Step 4: Define Stop-Loss and Target
- Place the stop-loss below the flag’s lower boundary or the order block.
- Set the profit target by projecting the flagpole’s length from the breakout point.
5. Example: Bull Flag on EUR/USD in ICT
1. Scenario
EUR/USD is in an uptrend, rallying from 1.1000 to 1.1100, forming the flagpole.
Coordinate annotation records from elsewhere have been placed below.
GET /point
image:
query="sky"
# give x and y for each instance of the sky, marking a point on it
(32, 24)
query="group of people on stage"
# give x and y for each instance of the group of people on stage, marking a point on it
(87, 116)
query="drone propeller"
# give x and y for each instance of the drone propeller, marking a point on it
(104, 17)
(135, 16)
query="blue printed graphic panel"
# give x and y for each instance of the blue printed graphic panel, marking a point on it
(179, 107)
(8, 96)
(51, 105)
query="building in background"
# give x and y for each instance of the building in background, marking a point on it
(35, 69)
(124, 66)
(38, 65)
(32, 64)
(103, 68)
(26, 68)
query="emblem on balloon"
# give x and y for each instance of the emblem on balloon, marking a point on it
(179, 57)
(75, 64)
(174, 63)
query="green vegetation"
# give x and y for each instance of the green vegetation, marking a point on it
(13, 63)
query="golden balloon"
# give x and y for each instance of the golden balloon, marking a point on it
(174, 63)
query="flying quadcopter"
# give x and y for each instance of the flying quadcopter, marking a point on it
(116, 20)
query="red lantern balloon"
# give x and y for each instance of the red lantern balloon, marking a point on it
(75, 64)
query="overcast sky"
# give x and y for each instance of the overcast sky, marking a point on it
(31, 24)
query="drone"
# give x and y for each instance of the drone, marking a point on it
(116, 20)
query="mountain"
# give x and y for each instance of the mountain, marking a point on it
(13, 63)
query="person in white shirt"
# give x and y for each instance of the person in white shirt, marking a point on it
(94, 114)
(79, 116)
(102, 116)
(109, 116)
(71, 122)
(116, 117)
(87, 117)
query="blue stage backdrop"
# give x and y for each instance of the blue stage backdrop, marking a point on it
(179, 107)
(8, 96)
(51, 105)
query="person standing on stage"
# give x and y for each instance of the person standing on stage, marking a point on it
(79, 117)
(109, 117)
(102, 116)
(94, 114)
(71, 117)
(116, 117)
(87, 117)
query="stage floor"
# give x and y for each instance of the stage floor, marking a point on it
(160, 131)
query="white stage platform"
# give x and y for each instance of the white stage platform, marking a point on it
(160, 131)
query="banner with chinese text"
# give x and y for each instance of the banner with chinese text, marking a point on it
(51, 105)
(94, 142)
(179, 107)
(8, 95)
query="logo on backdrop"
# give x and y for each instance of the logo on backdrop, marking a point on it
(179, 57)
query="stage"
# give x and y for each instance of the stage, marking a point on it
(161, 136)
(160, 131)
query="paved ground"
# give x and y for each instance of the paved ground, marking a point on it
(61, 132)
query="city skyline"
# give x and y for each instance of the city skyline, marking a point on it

The price then consolidates between 1.1080 and 1.1050, creating the flag.
2. Details
- Flagpole Length: 100 pips.
- Consolidation Range: 1.1050–1.1080.
- Breakout: Price breaks above 1.1080.
3. ICT Context
- Order Block: A bullish order block is present at 1.1040–1.1050, supporting the flag formation.
- Liquidity Pool: Buy stops are above 1.1080, where the breakout occurs.
- Fair Value Gap: An FVG is identified between 1.1065–1.1075, offering an optimal entry point.
4. Trade Setup
- Entry: Enter at 1.1085 after the breakout.
- Stop-Loss: Place at 1.1040 (below the order block).
- Take Profit: Target 1.1185 (flagpole projection from the breakout).
5. Result
The price moves to 1.1185, completing the pattern and yielding a 100-pip gain.
6. Tips for Successful Bull Flag Trading in ICT
1. Wait for Confirmation:
Ensure the breakout is supported by volume or ICT concepts like displacement.
2. Use Multiple Timeframes:
Confirm the pattern and ICT confluences on higher timeframes.
3. Combine with Killzones:
Align entries with key ICT killzones (e.g., London Open) for better timing.
4. Monitor Institutional Moves:
Look for signs of institutional accumulation before the breakout.
7. Conclusion
The bull flag pattern is a powerful continuation strategy, especially when integrated with ICT principles.
By combining this classic chart pattern with advanced ICT concepts like order blocks, liquidity pools, and fair value gaps, traders can achieve precise entries and exits with higher probabilities of success.